Facebook’s transition to Meta has had tongues wagging for the better part of the last two weeks and possibly for the next few months. Most are still confused or remain sceptical about the move to the metaverse.
What is the metaverse anyway? Is it just a fad or is it the next big thing? These are some of the biggest questions on everyone’s mind.
However, I feel that the most important question should be why. Why exactly is Facebook, a company that makes tens of billions in advertising annually, shifting focus to a, frankly, new and unproven market? Granted Facebook was and is facing legal problems they are (crucially) not suffering financially. The platform still remains to be the most popular social network in the world, with more than a billion users.
No, this was not a moment of madness from Mark Zuckerberg. I think he and a few other top tech firms have stumbled on an important fact that other IT firms are still yet to realize; the era of Web 2.0 is almost done!
What is Web 2.0 you might ask? Well, in a nutshell, is the era of user-generated content, one where platforms allow for more participation for end users. Here I am talking about Facebook, Twitter, Instagram, Youtube, Tumblr; platforms that allowed the ‘common users’, instead of established firms and institutions, to generate and share their own content.

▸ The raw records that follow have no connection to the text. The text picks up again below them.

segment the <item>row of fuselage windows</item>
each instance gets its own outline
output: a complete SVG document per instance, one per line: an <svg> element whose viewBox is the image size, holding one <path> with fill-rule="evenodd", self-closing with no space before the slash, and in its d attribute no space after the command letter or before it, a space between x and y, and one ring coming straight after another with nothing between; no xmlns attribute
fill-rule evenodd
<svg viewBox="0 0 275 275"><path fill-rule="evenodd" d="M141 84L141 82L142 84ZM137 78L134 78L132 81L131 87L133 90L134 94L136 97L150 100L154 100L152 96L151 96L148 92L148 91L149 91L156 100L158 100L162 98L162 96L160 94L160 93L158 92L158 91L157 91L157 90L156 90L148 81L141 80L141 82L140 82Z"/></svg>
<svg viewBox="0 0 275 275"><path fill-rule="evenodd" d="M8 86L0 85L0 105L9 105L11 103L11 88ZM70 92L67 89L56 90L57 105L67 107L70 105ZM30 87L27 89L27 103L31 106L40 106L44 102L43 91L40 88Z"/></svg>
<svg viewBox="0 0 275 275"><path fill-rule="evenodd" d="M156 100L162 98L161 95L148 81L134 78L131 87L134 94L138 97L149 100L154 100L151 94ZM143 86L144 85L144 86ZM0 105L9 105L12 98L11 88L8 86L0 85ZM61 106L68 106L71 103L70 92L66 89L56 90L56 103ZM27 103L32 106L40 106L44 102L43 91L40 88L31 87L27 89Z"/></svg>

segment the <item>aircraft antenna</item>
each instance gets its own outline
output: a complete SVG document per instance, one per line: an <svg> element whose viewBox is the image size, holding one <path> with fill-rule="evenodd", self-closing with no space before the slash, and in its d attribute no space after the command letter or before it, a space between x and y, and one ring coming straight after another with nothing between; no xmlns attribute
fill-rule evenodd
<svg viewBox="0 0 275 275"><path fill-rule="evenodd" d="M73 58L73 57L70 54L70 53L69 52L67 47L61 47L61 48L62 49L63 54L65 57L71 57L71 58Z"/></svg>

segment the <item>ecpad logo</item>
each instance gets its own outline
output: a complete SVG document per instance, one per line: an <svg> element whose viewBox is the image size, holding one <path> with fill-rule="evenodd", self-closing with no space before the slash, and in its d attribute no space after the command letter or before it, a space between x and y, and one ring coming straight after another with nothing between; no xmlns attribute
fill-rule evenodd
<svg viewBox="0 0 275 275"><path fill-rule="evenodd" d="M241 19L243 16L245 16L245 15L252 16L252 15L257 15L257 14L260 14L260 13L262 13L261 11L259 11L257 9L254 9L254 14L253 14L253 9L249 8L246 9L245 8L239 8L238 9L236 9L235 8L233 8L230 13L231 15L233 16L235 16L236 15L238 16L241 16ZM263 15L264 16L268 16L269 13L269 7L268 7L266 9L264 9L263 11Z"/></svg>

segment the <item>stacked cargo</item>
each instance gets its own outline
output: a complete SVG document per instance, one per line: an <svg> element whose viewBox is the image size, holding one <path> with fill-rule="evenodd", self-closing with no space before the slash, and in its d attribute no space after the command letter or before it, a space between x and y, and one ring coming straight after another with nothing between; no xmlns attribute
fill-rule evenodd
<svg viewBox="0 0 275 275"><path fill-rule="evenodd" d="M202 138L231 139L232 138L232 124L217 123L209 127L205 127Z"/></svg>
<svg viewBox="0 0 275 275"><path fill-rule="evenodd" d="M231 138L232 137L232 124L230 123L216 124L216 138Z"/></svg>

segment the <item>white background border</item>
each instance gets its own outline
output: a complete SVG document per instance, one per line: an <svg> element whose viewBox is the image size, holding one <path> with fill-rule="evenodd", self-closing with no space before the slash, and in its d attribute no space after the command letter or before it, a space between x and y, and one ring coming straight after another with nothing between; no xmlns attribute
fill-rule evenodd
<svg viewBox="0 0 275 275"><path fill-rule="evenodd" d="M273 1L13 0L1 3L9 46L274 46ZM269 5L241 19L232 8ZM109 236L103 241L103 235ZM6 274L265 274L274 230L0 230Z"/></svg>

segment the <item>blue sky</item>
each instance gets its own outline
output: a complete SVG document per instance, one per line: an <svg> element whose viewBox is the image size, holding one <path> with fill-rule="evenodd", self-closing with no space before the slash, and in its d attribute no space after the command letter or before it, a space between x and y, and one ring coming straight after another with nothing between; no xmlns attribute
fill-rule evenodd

At the turn of the century Web 2.0 was a revolutionary idea, one that gave billions of people worldwide a voice and for some a source of income. And, boy, haven’t we milked it? From just a few dozen at the turn of the millennium to hundreds of thousands today, the exponential growth of the number of IT companies and with-it millions of products, over the last three decades shows just how far we’ve come.
But the crucial question to explore here is the Web 2.0 ride over?
Have we completely milked out Web 2.0? Probably not. But there isn’t much left.
We’ve built millions of digital products, most of them failures but some have done pretty well. That is why we have some very huge tech firms today. However, the most important point here is that the markets that these companies dominate are pretty maxed out. There is simply little room for disruption in these markets.
The next billion-dollar startup will not be in the search market, Google has that covered, it will not be some revolutionary computer or mobile operating system, nor will be it in docs, databases, cloud computing, e-commerce, smartphone and certainly not a social network.
No, these markets are pretty much covered. And Mark Zuckerberg and Facebook, now Meta, have realized that and pivoted to a new market. Like Cornelius Vanderbilt who foresaw the end of the shipping business and pivoted to building America’s railways, Mark has realized that there is no more social network to be built, nor is there any sense in expanding on what he currently has.
It’s time for a new adventure!
We are on the cusp of a new digital era. Like any venture, only a few are brave enough to take the risk and dip their toes into a new idea. Mark’s Meta and a few other pioneers are at the front of this brave group.
For other IT companies, however, the message is clear, adapt or die. Like the old industrial giants of the 20th century that failed to take advantage of the digital revolution while it was still fresh, the shift to new digital technologies will leave a lot of companies in the cold.
The new era is about bold new technologies. For Meta, AR/VR are the way forward; creating a Ready Player One style of digital ‘metaverse’ for people to interact, create and play.
More broadly, however, the new era is centered around one idea, decentralization. Web 3.0 will see even more power ‘ceded’ to users. This is a monumental shift from the structure we have today. Social networks like Twitter and Facebook are merely platforms where users are given some space to share content, the ultimate lies with these platforms. This is the same with other structures such as in finance where banks have ultimate control over transactions.
Well, Web 3.0 is here to upend all that. Technologies such as crypto, blockchain and d-apps are built on the idea of decentralization. As such IT companies will have to adapt to this concept to survive. They will have to cede more power to users to gain their participation and interest.
The new digital era is abound with a lot of potential but only for those who are willing to let go of old structures to make room for new ones.